ブラウザに適したグラフィックカードの選択 のスクリーンショットでは、これらの手順を Windows 10 で示しています。Windows 10 では、このページは「グラフィックの設定」と呼ばれています。
- 設定 > システム > 電源とバッテリー を開き、電源モード を 最適なパフォーマンス に設定します。ドロップダウンがグレー表示され、「エネルギー節約機能がオンの場合、電源モードは設定できません」というメッセージが表示される場合は、先に同じページで エネルギー節約機能 をオフにしてください。
- ノート PC の場合は、充電器を接続した状態でプレゼンテーションを行ってください。ほとんどのノート PC は、電源モードの設定にかかわらず、バッテリー駆動時にはディスクリート GPU の性能を制限します。
グラフィックス ドライバー
- メーカーのサイトまたはアプリケーションを使用して、NVIDIA、AMD、または Intel の最新ドライバーをインストールします。Windows Update で配信されるドライバーは古いことがよくあります。
- 更新後、
chrome://gpuをもう一度開き、WebGL が引き続きハードウェア アクセラレーションされていること、およびドライバーのバージョンが変わっていることを確認します。 - セッション中に Chrome が実際にどのカードを使用しているかを確認するには、3Dアプリケーションを開いてから、タスク マネージャーを開き、プロセス タブの GPU エンジン 列を確認します。Chrome のプロセスには、たとえば GPU 1 - 3D のようにディスクリート カードが表示されているはずです。この番号は パフォーマンス タブの一覧の番号と一致します。列が表示されていない場合は、列見出しを右クリックして GPU エンジン にチェックを入れます。
Microsoft Teams
- Chrome のタブで Teams を使用するのではなく、Teams のデスクトップ アプリケーションを使用してください。ビデオをエンコードする 2 つ目のタブは、同じブラウザ内で 3Dアプリケーションとリソースを奪い合います。

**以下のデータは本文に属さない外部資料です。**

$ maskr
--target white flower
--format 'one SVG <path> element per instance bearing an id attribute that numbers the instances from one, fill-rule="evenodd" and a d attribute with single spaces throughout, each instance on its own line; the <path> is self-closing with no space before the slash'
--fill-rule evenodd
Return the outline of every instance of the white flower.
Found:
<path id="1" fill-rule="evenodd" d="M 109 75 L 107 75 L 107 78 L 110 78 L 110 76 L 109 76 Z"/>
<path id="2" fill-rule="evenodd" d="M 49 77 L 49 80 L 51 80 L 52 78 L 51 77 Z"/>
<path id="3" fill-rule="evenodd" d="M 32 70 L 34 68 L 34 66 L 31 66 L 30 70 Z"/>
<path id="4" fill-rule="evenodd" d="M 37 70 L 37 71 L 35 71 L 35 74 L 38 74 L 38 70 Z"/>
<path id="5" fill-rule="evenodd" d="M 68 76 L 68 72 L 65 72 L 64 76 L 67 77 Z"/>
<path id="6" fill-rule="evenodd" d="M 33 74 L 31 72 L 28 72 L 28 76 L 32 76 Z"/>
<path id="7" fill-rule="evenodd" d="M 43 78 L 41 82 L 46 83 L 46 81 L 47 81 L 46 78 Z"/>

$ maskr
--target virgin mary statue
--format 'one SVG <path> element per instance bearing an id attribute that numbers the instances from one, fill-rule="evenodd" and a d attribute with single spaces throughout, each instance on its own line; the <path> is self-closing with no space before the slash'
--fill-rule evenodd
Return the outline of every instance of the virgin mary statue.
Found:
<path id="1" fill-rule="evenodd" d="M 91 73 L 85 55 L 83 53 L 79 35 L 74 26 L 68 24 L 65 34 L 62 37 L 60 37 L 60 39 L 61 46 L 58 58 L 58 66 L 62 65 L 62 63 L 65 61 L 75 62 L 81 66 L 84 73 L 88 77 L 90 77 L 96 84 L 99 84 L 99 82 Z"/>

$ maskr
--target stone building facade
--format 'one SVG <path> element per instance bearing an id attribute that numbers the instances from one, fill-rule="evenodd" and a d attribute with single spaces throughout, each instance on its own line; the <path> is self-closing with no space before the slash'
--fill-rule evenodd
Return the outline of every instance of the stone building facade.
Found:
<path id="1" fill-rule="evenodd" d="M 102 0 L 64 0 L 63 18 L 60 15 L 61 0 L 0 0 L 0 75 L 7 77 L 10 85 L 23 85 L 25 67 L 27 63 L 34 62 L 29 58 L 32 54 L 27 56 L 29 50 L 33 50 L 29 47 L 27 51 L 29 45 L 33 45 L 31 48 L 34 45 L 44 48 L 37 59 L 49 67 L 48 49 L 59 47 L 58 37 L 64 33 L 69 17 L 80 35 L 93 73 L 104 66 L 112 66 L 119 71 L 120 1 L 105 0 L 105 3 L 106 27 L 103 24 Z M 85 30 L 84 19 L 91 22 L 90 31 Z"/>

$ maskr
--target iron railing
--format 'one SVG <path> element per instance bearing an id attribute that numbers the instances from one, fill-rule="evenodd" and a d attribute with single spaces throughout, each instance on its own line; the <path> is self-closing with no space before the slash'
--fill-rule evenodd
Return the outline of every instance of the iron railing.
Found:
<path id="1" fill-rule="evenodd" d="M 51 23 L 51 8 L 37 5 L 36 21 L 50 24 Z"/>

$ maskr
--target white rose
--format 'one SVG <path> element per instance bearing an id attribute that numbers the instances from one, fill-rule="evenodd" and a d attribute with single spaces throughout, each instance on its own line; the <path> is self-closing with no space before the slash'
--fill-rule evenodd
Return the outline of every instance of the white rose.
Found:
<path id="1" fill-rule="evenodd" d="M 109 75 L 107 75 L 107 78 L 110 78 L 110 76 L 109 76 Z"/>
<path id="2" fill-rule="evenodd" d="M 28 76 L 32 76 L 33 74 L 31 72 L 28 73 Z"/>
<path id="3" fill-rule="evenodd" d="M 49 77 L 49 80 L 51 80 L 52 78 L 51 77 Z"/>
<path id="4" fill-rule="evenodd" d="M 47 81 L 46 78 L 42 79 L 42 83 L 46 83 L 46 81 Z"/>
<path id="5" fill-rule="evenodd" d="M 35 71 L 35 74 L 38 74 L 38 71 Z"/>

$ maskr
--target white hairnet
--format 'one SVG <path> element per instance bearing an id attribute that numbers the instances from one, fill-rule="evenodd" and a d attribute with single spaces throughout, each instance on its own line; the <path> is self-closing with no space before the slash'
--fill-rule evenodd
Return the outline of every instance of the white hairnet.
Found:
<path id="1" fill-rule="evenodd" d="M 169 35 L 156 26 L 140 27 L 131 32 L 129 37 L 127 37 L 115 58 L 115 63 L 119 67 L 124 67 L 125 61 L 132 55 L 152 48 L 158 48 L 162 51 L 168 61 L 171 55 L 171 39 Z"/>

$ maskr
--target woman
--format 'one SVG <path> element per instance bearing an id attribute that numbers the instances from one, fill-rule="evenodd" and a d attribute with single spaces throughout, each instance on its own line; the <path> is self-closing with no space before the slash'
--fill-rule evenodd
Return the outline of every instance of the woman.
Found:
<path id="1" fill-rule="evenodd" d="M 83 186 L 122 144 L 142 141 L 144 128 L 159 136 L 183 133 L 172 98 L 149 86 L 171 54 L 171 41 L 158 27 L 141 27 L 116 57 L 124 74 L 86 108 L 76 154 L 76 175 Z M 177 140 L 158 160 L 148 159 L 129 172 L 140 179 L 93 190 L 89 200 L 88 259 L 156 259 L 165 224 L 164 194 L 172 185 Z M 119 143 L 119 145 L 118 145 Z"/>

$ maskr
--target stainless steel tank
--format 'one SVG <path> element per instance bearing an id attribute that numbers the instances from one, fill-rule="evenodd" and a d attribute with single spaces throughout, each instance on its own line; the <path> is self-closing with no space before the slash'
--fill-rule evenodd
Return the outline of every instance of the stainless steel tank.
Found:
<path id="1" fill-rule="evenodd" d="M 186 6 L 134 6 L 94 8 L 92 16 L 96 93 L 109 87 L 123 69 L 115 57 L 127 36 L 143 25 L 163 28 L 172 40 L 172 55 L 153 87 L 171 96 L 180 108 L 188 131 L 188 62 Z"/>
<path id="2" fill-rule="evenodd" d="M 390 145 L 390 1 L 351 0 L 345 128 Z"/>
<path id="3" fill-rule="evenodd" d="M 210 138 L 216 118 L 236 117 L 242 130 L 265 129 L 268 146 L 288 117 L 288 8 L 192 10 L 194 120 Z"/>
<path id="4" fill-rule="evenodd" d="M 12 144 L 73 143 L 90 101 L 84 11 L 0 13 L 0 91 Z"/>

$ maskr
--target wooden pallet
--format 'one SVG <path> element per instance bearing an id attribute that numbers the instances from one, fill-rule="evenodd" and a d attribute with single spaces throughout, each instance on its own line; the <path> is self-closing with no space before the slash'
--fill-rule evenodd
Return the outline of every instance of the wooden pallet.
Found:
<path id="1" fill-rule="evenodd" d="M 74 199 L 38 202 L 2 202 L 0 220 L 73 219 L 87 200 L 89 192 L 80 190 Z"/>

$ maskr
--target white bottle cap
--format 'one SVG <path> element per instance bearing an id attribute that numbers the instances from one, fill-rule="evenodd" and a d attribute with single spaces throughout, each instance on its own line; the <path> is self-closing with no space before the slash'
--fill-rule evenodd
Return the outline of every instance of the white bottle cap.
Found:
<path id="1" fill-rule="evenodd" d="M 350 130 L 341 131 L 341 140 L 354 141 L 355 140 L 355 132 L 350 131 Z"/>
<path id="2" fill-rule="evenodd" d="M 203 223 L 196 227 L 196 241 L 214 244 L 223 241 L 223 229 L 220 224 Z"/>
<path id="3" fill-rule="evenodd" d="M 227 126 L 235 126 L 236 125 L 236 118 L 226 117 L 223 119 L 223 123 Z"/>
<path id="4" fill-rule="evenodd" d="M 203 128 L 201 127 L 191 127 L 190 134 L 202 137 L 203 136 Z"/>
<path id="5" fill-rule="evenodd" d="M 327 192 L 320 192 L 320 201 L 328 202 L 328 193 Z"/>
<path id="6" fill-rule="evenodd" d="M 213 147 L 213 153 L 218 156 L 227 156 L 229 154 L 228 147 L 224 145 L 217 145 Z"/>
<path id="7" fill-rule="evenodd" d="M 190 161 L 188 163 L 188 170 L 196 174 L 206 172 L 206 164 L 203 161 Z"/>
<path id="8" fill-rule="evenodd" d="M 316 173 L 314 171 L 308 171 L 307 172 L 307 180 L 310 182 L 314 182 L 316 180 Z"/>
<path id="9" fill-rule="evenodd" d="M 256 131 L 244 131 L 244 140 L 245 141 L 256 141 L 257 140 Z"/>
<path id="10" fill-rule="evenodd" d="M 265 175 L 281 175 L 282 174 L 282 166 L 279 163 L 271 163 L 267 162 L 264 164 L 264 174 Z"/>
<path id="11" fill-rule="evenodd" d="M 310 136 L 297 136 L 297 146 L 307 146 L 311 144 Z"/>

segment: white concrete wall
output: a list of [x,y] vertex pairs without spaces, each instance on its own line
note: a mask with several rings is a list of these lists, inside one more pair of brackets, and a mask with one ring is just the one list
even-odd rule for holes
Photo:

- 大規模な 3D デモの前に、背景のぼかしと仮想背景をオフにしてください。これらの効果は、話している間だけでなく、会議中ずっと GPU 上で動作します。
- できる限り滑らかな画面共有にしたい場合は、カメラをオフにしてください。ご自身の顔の映像も、点群と同じだけエンコーダーの処理時間を消費します。

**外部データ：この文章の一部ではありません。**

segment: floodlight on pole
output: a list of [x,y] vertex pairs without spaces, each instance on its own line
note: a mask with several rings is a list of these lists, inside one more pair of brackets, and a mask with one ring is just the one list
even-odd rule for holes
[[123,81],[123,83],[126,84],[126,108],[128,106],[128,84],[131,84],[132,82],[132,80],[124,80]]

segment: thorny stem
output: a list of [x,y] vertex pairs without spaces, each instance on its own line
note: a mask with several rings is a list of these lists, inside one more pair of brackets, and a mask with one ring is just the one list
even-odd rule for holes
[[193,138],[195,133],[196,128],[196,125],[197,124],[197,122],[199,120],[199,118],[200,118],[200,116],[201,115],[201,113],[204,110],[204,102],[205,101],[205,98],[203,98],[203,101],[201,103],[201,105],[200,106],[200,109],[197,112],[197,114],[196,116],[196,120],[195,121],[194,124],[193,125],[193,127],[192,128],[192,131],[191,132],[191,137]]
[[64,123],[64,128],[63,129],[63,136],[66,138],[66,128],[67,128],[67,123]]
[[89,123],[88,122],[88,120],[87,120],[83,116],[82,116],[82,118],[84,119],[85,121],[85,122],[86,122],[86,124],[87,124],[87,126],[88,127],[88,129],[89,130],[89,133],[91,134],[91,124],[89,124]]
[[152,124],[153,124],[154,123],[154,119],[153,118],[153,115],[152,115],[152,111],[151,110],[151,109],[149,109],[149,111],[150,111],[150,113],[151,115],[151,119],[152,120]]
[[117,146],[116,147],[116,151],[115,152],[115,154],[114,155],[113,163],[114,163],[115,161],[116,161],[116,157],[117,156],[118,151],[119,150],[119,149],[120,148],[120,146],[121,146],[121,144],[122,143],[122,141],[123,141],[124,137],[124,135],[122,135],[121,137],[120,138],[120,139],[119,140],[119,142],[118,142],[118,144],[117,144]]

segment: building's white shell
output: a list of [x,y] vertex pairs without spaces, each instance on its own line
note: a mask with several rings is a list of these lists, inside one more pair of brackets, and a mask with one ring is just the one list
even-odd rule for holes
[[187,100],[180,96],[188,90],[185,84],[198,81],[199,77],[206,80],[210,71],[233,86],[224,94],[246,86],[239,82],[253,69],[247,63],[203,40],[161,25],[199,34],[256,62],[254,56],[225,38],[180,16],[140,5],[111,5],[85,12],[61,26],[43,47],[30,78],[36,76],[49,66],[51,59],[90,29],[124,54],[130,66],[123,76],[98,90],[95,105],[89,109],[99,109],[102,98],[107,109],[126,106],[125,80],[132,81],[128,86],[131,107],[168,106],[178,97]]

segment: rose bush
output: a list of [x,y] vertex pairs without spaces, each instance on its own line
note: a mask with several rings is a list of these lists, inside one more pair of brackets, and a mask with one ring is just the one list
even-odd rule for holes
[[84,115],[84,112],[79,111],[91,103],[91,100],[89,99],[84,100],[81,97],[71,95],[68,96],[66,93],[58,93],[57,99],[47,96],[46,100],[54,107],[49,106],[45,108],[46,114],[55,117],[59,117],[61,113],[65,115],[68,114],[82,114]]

- Teams は共有画面を最大 30 フレーム/秒で送信し、PC またはネットワークに負荷がかかると、自動的にフレームレートまたは解像度を下げます。この記事で説明する内容はすべて、その処理能力をデモのために確保しておくためのものです。
デモ中
- 3D コンテンツを表示している他のタブや、CAD、ReCap、ビデオ編集、ゲームなど GPU に負荷のかかるソフトウェアを閉じてください。

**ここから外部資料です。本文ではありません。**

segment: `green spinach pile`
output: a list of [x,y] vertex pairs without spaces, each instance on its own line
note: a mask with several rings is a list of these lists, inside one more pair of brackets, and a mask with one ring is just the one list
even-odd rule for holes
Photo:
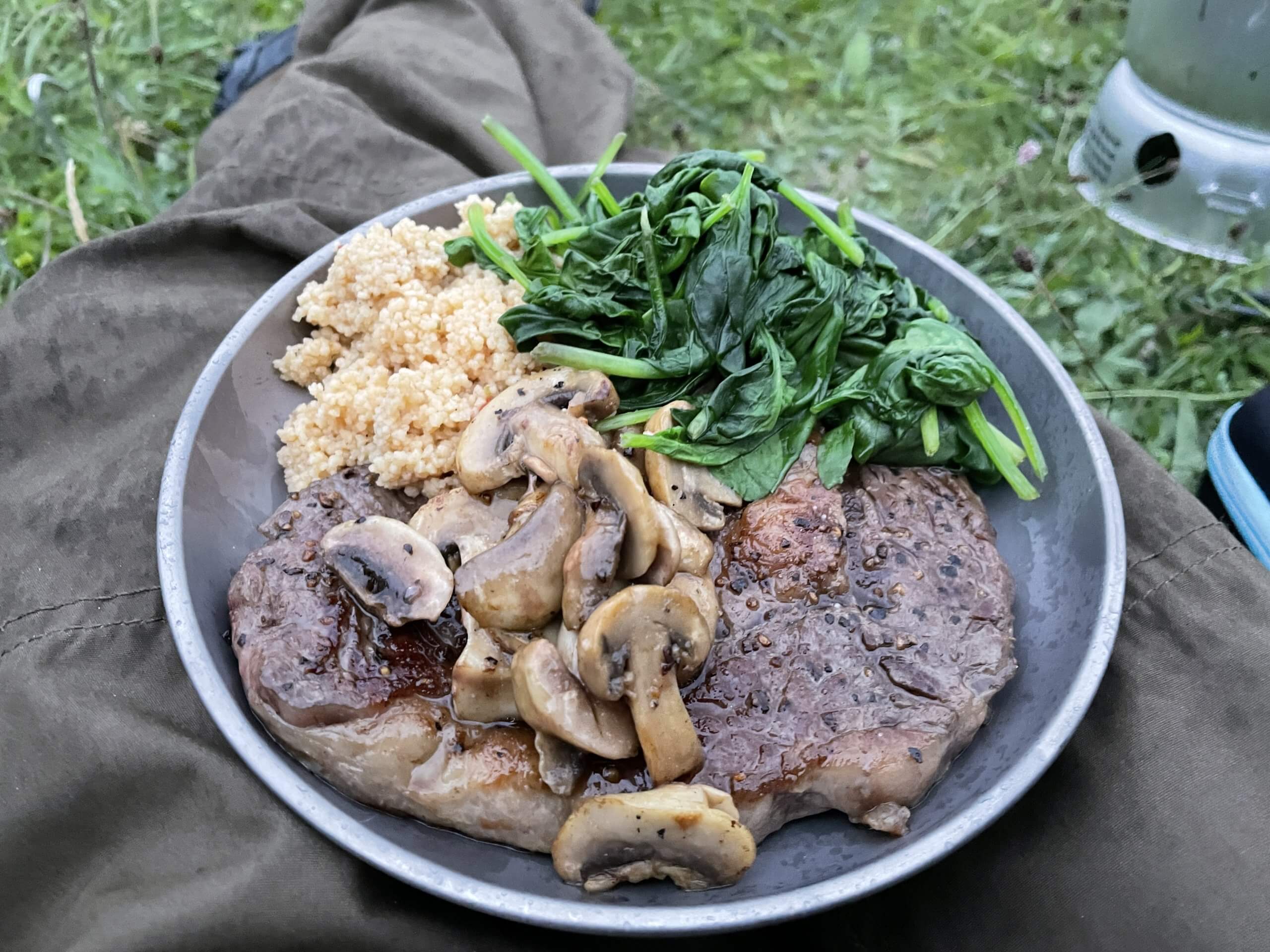
[[[1010,383],[935,297],[855,232],[808,202],[757,154],[681,155],[643,192],[617,201],[603,171],[618,136],[577,195],[504,126],[485,128],[530,171],[552,206],[516,215],[517,258],[472,206],[472,236],[447,242],[525,287],[500,322],[544,364],[596,369],[621,395],[603,429],[646,420],[672,400],[673,426],[622,444],[709,466],[747,500],[781,481],[817,428],[826,486],[852,459],[955,466],[982,482],[1005,477],[1035,499],[1020,463],[1045,461]],[[777,227],[777,197],[810,226]],[[992,425],[993,391],[1019,435]]]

- プロジェクトは一度に 1 つだけ開いてください。大きな点群を読み込んだ 2 つのインスタンスは、同じ GPU メモリと同じ帯域幅を共有することになります。
- 共有には 1920 x 1080 の画面を使用することをお勧めします。4K 画面では、Chrome が描画し Teams がエンコードするピクセル数が 4 倍になります。モニターが 4K の場合は、会議の間だけディスプレイの解像度を下げるか、画面全体ではなく Chrome のウィンドウを共有してください。
- 必要なウィンドウまたは画面だけを共有し、すべての画面を共有することは避けてください。
- デモ用のノート PC に複数の 4K モニターを接続することは避けてください。追加のモニターは、何も表示していなくても、それぞれがカードの処理能力の一部を消費します。
2 台のマシンを比較する
ある PC ではデモが滑らかに動作し、別の PC では動作しない場合、その違いはほぼ常に chrome://gpu または Windows の GPU 割り当てに現れます。2 台を比較する場合、またはプラットフォームのチームに詳細を伝える場合は、次の手順に従ってください。
chrome://gpuで、Graphics Feature Status と Driver Information のスクリーンショットを撮るか、ページ上部の Download Report to File をクリックします。- 設定 > システム > ディスプレイ > グラフィック で、Chrome と Teams のエントリが表示されている状態のスクリーンショットを撮ります。
- GPU のモデル、ドライバーのバージョン、画面の解像度を書き留めます。
これらの情報は、会議の環境についての簡単な説明(Teams のデスクトップ版か Web 版か、カメラのオン/オフ、画面の数、他に開いていたアプリケーション)とあわせて保管しておいてください。プラットフォームのチームが最初に確認を求めるのがこの情報です。